Recession in America? 10 questions assessing the threat.

Attention, America: Those headlines about Spanish bank woes and Greek politics matter to you, not just to people across the Atlantic.

Concerns about Europe have already rattled global financial markets. The risk is that an expected recession there could be deepened by a partial breakup of the 17-nation euro currency area. Even heightened expectancy of a breakup could result in a recession jumping "across the pond" to the US.

Meanwhile, growth has cooled in China and India, and things are hardly rosy at home, where jobs numbers are tepid. So is America heading into a recession? Here are answers to 10 questions about that risk.

In a nutshell, what's the risk of a US recession in the next year?

Richard Drew/AP/File
A board at the New York Stock Exchange shows the closing number for the Dow Jones industrial average on June 1.

The risk of recession is real, but most forecasters don't see it as the likeliest scenario. The United States has some forward momentum. Consumer spending has been rising modestly, the housing market shows some signs of healing, and bank credit conditions have been improving.

So even though the International Monetary Fund (IMF) expects the eurozone to experience a recession in 2012, it has pegged the US economy to grow at a 2.1 percent pace this year and 2.4 percent in 2013.

The big risk is eurozone uncertainty. If things play out badly, with Greece or other nations falling out of the monetary union, the recession there could become deeper and spill over into the global banking system – much like the collapse of Lehman Brothers deepened the financial crisis in 2008.

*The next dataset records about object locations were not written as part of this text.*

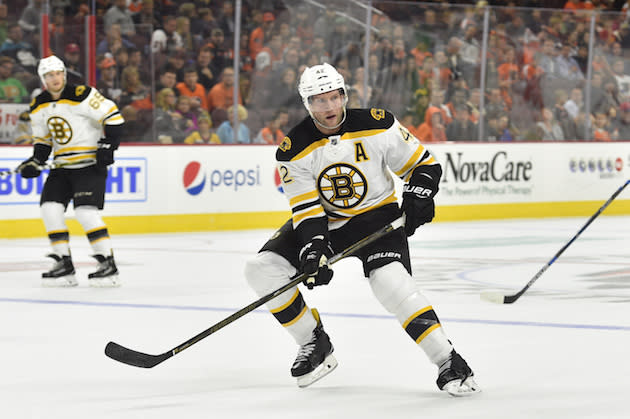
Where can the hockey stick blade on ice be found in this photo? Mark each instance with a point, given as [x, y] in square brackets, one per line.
[49, 166]
[500, 298]
[143, 360]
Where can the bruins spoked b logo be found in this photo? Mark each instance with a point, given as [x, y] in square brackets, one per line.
[60, 129]
[342, 185]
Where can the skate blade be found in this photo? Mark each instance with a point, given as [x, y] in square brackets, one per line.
[60, 282]
[462, 389]
[111, 281]
[325, 368]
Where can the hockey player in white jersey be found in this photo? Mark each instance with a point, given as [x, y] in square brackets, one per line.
[81, 128]
[333, 167]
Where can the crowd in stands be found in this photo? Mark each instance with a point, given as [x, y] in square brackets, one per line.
[169, 65]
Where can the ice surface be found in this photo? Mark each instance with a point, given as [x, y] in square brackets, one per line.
[561, 351]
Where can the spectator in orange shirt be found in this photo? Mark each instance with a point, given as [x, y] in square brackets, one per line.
[600, 131]
[433, 129]
[190, 87]
[221, 94]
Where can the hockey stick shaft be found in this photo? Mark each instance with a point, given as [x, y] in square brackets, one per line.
[508, 299]
[143, 360]
[50, 166]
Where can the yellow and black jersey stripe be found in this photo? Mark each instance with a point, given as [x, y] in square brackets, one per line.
[71, 94]
[305, 137]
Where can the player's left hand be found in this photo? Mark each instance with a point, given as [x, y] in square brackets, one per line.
[104, 154]
[418, 206]
[30, 168]
[313, 258]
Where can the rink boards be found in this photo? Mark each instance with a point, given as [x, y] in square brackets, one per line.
[201, 188]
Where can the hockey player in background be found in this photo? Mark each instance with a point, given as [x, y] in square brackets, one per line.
[69, 121]
[333, 167]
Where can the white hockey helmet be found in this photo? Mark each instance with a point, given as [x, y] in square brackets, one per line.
[48, 64]
[319, 79]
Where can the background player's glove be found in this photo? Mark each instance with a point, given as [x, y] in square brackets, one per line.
[313, 259]
[104, 154]
[30, 167]
[418, 205]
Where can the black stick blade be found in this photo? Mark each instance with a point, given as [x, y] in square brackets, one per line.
[130, 357]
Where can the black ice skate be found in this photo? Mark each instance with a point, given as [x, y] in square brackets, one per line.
[314, 360]
[61, 274]
[456, 377]
[107, 273]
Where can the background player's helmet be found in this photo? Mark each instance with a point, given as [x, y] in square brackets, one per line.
[48, 64]
[319, 79]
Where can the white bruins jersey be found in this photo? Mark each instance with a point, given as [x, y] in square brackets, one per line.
[347, 174]
[73, 124]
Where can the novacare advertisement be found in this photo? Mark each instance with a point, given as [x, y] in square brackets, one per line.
[519, 173]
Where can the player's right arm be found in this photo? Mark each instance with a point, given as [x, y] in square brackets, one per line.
[309, 219]
[42, 142]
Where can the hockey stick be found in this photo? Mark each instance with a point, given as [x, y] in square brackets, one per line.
[50, 166]
[143, 360]
[499, 298]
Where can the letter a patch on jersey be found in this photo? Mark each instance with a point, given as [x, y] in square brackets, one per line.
[359, 152]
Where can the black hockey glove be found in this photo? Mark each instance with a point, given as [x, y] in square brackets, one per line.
[418, 205]
[104, 154]
[30, 168]
[313, 259]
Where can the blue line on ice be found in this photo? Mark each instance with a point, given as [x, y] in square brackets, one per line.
[353, 315]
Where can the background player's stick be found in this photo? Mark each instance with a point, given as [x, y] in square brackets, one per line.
[499, 298]
[50, 166]
[140, 359]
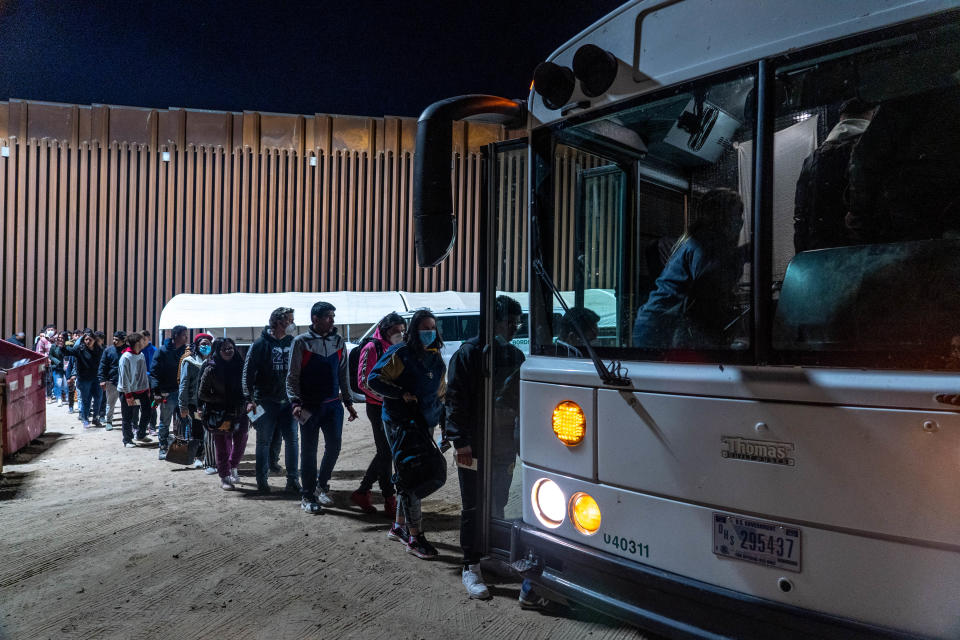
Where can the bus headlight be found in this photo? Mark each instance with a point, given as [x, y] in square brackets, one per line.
[585, 513]
[569, 423]
[549, 503]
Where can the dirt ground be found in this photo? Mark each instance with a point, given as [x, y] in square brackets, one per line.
[99, 541]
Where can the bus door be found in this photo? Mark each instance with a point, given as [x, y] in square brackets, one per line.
[505, 273]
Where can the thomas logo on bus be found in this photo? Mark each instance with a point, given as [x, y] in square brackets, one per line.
[757, 450]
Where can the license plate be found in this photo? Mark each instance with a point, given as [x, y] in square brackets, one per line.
[760, 541]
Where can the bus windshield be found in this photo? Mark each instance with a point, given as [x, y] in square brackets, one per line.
[651, 203]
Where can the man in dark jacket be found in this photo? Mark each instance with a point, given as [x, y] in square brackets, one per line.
[109, 372]
[87, 354]
[318, 389]
[465, 420]
[163, 381]
[820, 204]
[265, 385]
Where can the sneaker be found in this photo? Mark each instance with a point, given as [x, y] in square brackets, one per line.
[398, 532]
[310, 506]
[362, 500]
[418, 546]
[529, 599]
[473, 581]
[390, 506]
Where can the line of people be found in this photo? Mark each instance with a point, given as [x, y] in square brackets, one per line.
[293, 389]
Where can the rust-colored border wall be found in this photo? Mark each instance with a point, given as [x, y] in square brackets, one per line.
[108, 212]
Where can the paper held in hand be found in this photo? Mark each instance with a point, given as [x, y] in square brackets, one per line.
[256, 414]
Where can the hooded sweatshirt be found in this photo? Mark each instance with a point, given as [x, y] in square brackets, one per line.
[190, 381]
[132, 376]
[265, 369]
[318, 370]
[369, 355]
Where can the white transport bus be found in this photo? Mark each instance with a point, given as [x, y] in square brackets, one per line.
[765, 443]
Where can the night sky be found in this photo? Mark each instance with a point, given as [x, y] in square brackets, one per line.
[357, 58]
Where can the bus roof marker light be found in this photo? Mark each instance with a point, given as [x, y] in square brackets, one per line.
[585, 513]
[569, 423]
[595, 68]
[554, 84]
[549, 503]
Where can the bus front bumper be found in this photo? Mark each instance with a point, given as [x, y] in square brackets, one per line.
[667, 603]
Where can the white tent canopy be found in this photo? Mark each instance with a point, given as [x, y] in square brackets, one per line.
[242, 310]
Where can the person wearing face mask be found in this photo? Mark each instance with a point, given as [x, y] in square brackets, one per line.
[87, 355]
[389, 332]
[694, 302]
[163, 380]
[411, 378]
[108, 373]
[264, 385]
[189, 403]
[224, 409]
[132, 382]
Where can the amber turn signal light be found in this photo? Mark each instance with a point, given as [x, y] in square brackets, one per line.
[569, 423]
[585, 513]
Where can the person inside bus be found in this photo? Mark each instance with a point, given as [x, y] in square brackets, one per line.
[903, 172]
[694, 302]
[569, 344]
[820, 203]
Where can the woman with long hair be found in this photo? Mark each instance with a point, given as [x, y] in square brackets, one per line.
[224, 410]
[694, 301]
[411, 378]
[389, 332]
[188, 398]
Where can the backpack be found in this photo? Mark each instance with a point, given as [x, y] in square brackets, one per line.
[353, 361]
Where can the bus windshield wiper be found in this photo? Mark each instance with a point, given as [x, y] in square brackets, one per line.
[610, 374]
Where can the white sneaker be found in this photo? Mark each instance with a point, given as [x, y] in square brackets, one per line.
[473, 580]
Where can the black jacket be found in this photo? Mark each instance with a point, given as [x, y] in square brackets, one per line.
[109, 370]
[87, 361]
[464, 397]
[163, 372]
[265, 369]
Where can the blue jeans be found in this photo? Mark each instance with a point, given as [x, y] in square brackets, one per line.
[59, 385]
[90, 399]
[167, 409]
[327, 418]
[278, 418]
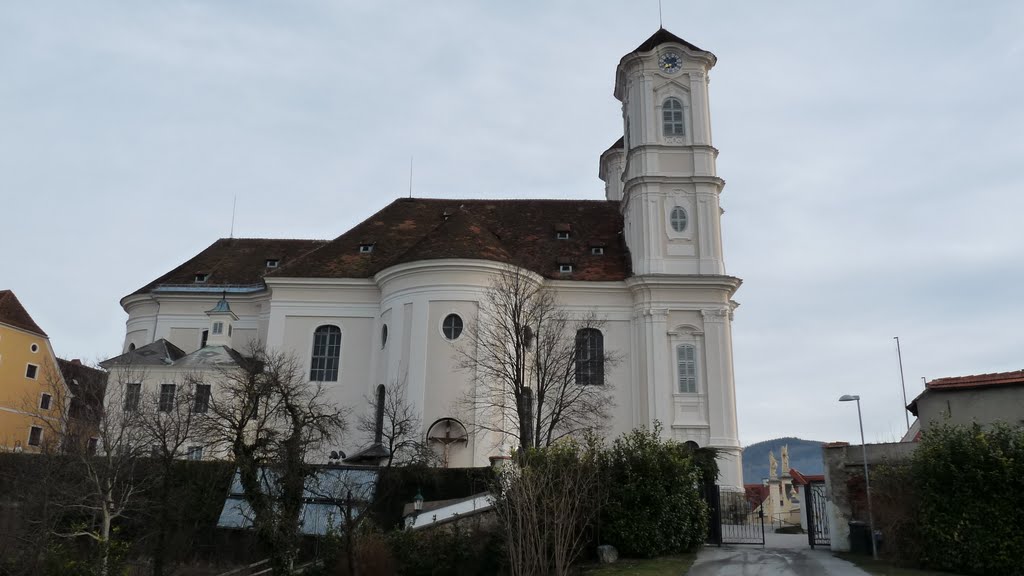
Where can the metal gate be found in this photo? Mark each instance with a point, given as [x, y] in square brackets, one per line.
[734, 519]
[817, 516]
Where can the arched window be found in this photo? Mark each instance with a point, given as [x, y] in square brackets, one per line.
[327, 352]
[686, 365]
[678, 218]
[452, 327]
[590, 357]
[672, 118]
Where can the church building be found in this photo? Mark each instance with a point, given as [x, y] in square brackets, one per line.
[391, 297]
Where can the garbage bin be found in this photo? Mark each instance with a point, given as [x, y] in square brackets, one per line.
[860, 538]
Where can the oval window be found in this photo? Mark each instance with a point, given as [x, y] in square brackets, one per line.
[678, 218]
[452, 327]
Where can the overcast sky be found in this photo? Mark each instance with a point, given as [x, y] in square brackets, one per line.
[872, 154]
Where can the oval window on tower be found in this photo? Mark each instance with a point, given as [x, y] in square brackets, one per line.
[678, 218]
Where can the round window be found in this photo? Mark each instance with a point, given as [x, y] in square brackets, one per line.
[678, 218]
[452, 327]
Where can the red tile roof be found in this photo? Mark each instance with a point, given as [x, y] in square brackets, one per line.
[804, 480]
[518, 232]
[237, 261]
[13, 314]
[978, 380]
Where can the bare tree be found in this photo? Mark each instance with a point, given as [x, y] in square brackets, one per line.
[394, 424]
[268, 416]
[537, 362]
[105, 442]
[168, 417]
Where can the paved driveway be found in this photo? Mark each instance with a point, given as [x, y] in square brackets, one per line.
[780, 557]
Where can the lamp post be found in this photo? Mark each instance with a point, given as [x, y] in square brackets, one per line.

"Could we have a repeat of the Lehman situation? Very easily," says Tu Packard, a global economist at Moody's Analytics in West Chester, Pa. Global credit could freeze up as bankers and investors feel the fallout.

Like many other forecasters, Ms. Packard isn't expecting that dire outcome. But she says it's a real possibility. And remember, fore-casters weren't expecting the mayhem related to Lehman Brothers, either.